In India, Every year > 100,000 new patients are diagnosed with kidney disease. Diabetes & hypertension are the major causes of renal failure (March 2019, India today).
How metabolic surgery control type 2 diabetes?
DR. KS KULAR, BARIATRIC SURGEON, MBBS, MS, F.M.A.S. says Metabolic surgery bypasses the first part of the intestine & makes the food reach a newer point on the intestine which is at least 5-8 feet away from the first part of the intestine (D1)
The old sensor( D1) gets used to the carbs & sugars which we were eating for the past 20-30 years & thus becomes numb and starts sending poor signals to the pancreas, causing raised blood sugar, although, as such, the pancreas is normal ( This is type 2 diabetes)
The new sensor now starts working:
The new part of the intestine starts getting direct food from the stomach after metabolic surgery. When we eat sugar/carbohydrates (like bread/chapati/biscuits etc), these directly touch the new part on intestine & thus releasing high amplitude signals to the pancreas, which in turn causes a sudden release of insulin, thus controlling the blood sugar.
The new sensor starts working afresh, sending high amplitude signals, thus controlling the blood sugar in type 2 diabetes.
What different types of surgeries are available?
DR. KS KULAR, BARIATRIC SURGEON, also says There can be more than a dozen types of procedures that can change the G-I system in such a way that the food releases into the distal intestine.
RNY Gastric Bypass, Mini Gastric Bypass, Omega loop/one anastomosis bypass, Ileal interposition, Duodeno-jejunal bypass (DJB), etc.
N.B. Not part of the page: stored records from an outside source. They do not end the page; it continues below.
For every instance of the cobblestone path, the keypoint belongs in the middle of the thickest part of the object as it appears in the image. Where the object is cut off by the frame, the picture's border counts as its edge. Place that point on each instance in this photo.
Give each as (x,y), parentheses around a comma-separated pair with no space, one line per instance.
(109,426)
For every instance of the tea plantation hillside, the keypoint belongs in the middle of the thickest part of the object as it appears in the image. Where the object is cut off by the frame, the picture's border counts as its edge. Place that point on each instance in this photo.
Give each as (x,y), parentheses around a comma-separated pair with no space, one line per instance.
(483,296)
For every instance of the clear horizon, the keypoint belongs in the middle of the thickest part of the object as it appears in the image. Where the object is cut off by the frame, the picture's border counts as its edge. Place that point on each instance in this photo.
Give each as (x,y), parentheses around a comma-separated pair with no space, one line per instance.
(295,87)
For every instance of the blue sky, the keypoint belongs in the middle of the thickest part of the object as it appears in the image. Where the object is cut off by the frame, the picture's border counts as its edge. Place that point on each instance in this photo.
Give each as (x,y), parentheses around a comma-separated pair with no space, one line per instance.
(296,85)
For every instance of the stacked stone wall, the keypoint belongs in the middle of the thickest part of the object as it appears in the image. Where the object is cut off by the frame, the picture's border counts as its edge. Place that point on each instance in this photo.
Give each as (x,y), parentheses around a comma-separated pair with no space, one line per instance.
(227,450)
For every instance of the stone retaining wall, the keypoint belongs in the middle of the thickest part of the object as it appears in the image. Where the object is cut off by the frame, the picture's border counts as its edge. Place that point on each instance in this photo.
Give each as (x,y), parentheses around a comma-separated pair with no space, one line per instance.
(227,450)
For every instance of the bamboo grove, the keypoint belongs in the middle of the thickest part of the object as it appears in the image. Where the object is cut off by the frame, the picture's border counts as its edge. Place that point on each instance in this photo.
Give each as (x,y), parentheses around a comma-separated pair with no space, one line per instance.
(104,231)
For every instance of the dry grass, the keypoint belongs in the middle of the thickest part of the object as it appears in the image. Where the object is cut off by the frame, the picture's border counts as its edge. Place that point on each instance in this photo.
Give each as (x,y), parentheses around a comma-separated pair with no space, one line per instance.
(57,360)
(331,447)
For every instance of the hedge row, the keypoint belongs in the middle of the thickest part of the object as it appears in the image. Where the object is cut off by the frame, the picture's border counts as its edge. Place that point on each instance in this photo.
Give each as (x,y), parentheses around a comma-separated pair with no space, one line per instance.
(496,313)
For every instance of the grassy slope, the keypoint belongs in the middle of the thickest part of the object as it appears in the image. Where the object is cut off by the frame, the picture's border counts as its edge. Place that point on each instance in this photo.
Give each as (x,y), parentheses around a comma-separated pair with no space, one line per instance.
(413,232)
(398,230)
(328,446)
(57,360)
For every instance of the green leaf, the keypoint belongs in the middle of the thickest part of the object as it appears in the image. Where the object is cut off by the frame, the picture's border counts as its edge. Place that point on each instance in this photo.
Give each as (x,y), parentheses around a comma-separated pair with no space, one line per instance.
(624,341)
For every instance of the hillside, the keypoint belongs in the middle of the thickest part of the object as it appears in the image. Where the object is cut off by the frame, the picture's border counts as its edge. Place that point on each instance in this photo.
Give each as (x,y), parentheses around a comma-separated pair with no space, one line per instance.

Can these surgeries be performed in all diabetic patients?
No, this metabolic surgery is reserved for those patients who have the following:
Body Mass Index of 30 kg/m2 but with poorly controlled diabetes. For Asians, the BMI is 27.5 kg/m2. These guidelines were published in ‘ diabetes cure’, USA, by the American Diabetes Association in the year 2016.
Since the publishing of these guidelines, there has been dramatic in the metabolic surgery number all around the world.
Precautions after surgery:
When we bypass the intestine, the absorption of vitamins, proteins, and iron, etc. also decreases. So, these patients need to focus on health, should take a high protein diet, regular vitamins, get their blood work done every 6 months to rule out any deficiencies. But the medical advantages outweigh the side effects & overall, metabolic surgery is a good option for uncontrolled diabetes.